Some majors might be closed. There might be some restructuring,” said Virginia Arthur, the associate provost for faculty affairs at UNI. Arthur said the university was taking the measures to strengthen itself, and pointed to  an increase in costs in the coming year, including a 3.5 percent proposed salary increase and increase in related benefits for faculty members and most UNI employees, that will cost the university $4 million. Northern Iowa currently has the full-time equivalent of 710 professors. “This is a difficult period but this is not an emergency. We will emerge from this stronger,” Arthur said.

(Note: This article was updated from an earlier version to clarify that the pay increase would extend to the university's staff.)

She pointed out that 92 percent of UNI’s students are from within the state, while institutions such as the University of Iowa and Iowa State University draw about half their students from elsewhere, giving those institutions more revenue from higher out-of-state tuition. 

Faculty members at the university passed a vote of no confidence against Allen and Gibson at a specially called faculty meeting Friday. Officials said tensions between administrators and faculty have been brewing for the last two years, including an impasse over the demand for a 3.5 percent salary hike for faculty, which was ultimately resolved when an outside arbitrator sided with the union in 2011.

“There is a lot of top-down decision making at this university,” said Catherine DeSoto, president of UNI-United Faculty and a professor of psychology. “This is going to affect the academic integrity of the university.” Union members are meeting with administrators today to discuss how tenure rights and seniority might be preserved in case of layoffs, a possibility if not enough professors opt for the buyout.

"It is inconceivable that they would cut programs and take away opportunities from students,” said Howard Bunsis, chairman of the American Association of University Professors-Collective Bargaining Congress.
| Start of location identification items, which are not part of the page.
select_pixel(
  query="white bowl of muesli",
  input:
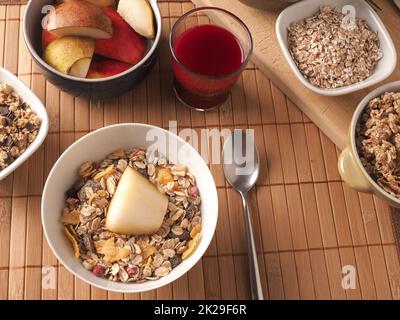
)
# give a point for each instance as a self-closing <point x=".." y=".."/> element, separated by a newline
<point x="93" y="172"/>
<point x="23" y="123"/>
<point x="371" y="162"/>
<point x="335" y="47"/>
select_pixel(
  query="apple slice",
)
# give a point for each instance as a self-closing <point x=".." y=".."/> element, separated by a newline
<point x="139" y="15"/>
<point x="103" y="3"/>
<point x="137" y="207"/>
<point x="47" y="38"/>
<point x="70" y="55"/>
<point x="125" y="45"/>
<point x="80" y="68"/>
<point x="106" y="68"/>
<point x="80" y="18"/>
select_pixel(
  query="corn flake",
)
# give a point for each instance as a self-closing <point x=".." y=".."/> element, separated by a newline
<point x="192" y="244"/>
<point x="70" y="217"/>
<point x="73" y="241"/>
<point x="105" y="173"/>
<point x="110" y="251"/>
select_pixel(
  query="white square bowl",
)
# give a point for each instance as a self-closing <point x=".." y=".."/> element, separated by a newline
<point x="307" y="8"/>
<point x="36" y="105"/>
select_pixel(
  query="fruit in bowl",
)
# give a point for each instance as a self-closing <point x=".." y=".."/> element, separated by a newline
<point x="79" y="33"/>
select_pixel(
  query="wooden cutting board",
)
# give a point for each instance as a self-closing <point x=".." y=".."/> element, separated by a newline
<point x="331" y="114"/>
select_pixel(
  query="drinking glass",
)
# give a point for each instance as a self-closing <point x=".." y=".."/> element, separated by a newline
<point x="202" y="28"/>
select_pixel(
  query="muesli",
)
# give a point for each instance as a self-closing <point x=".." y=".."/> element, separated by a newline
<point x="332" y="55"/>
<point x="19" y="126"/>
<point x="378" y="141"/>
<point x="128" y="258"/>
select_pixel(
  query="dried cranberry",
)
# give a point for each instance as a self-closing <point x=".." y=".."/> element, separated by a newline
<point x="99" y="271"/>
<point x="72" y="193"/>
<point x="132" y="270"/>
<point x="184" y="236"/>
<point x="175" y="261"/>
<point x="193" y="191"/>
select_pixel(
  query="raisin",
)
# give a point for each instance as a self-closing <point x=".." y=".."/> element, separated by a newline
<point x="175" y="261"/>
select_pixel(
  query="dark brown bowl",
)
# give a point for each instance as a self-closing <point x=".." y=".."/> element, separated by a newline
<point x="90" y="88"/>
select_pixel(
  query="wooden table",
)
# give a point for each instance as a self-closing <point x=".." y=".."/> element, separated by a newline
<point x="308" y="224"/>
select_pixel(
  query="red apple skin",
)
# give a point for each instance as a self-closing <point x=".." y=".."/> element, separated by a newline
<point x="47" y="38"/>
<point x="106" y="68"/>
<point x="126" y="45"/>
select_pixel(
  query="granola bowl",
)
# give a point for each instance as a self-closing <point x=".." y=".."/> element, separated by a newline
<point x="370" y="161"/>
<point x="329" y="71"/>
<point x="28" y="100"/>
<point x="117" y="262"/>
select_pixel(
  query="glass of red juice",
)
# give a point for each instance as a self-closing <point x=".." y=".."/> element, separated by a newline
<point x="207" y="59"/>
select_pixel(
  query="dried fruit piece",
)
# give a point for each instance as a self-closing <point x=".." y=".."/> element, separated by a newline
<point x="192" y="244"/>
<point x="118" y="153"/>
<point x="104" y="174"/>
<point x="148" y="251"/>
<point x="193" y="191"/>
<point x="70" y="217"/>
<point x="161" y="272"/>
<point x="99" y="271"/>
<point x="73" y="241"/>
<point x="87" y="169"/>
<point x="196" y="230"/>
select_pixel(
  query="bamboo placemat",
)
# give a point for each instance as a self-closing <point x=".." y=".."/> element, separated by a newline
<point x="308" y="224"/>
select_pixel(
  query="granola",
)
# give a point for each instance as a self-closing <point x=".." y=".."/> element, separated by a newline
<point x="330" y="56"/>
<point x="378" y="141"/>
<point x="127" y="258"/>
<point x="19" y="126"/>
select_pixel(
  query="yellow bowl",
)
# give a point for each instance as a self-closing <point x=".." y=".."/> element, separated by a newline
<point x="350" y="167"/>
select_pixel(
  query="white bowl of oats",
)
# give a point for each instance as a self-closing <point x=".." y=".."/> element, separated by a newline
<point x="335" y="47"/>
<point x="80" y="198"/>
<point x="23" y="123"/>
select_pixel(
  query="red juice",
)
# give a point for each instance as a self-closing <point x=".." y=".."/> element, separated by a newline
<point x="211" y="56"/>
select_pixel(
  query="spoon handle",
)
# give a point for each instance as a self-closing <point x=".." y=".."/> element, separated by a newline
<point x="255" y="281"/>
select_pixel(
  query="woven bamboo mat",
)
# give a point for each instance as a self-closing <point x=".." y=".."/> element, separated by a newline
<point x="307" y="222"/>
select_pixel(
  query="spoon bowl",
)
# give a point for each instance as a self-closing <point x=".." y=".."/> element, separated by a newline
<point x="241" y="169"/>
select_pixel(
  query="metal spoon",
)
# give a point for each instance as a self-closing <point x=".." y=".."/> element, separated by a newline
<point x="241" y="169"/>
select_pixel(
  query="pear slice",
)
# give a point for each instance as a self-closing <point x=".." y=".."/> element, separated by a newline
<point x="80" y="18"/>
<point x="137" y="207"/>
<point x="70" y="55"/>
<point x="103" y="3"/>
<point x="139" y="15"/>
<point x="80" y="68"/>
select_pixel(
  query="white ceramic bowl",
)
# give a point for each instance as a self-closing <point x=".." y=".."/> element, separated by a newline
<point x="96" y="146"/>
<point x="308" y="8"/>
<point x="36" y="105"/>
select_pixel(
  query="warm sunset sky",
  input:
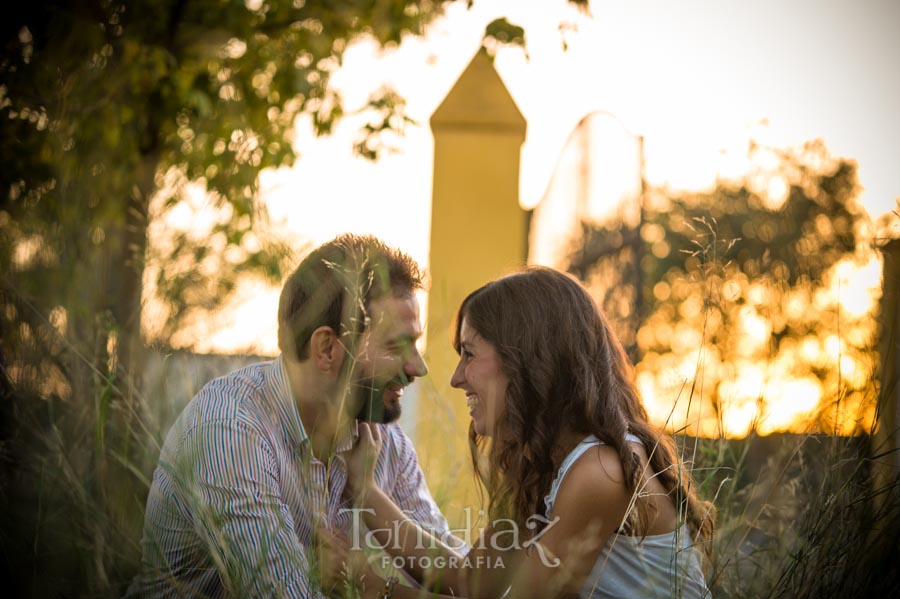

The  AAUP, which is affiliated with the UNI union, also sent a letter to university officials last week, protesting the lack of 'meaningful" faculty involvement in the forthcoming cuts.

News of the developments has shaken faculty members and students alike, with a group of students starting a “study-in” protest at an administration building Monday. Kelley Rouchka, a graduate student in history, said she helped organize the students because the proposed cuts and changes contradict the university’s mission. “We have been reaching out through e-mail and Facebook and our goal is to reach out to more students and hand them fliers, asking them to contact lawmakers and university officials,” said Rouchka. She said about 200 students had responded through Facebook and that the protests will continue through Friday.

John Deisz, an associate  professor in the physics department, said he was stunned by the news that his department might be targeted for cuts. He said the physics department had hired a new faculty member just six months ago and secured about $160,000 in new equipment funding. “That is not consistent with the department being eliminated six months later,” he said.

It is not clear how students who are already in the physics program or any of the other disciplines that may be cut will be affected, though Arthur, the associate provost, mentioned that officials were working on a plan to let students complete their courses of study. “They have been claiming all students will be able to finish. We don’t know what the reality will be. We are not at a stage where we know,” Deisz said.

The American Physical Society, an organization representing physicists, sent a letter to UNI's president and provost last week, expressing its concern about the impending cuts.

The tensions at the university over the last month, Deisz said, are starting to affect prospective students who were planning to enroll at the university. Darian Everding, a senior at Waterloo West High School, in Iowa, said she was extremely concerned about the developments. “It is very unsettling that one of the programs that I am interested in could be eliminated,” said Everding, who wants to major in physics and mathematics. “I could consider going to another school but it would not be ideal. It would likely put me in debt,” she said.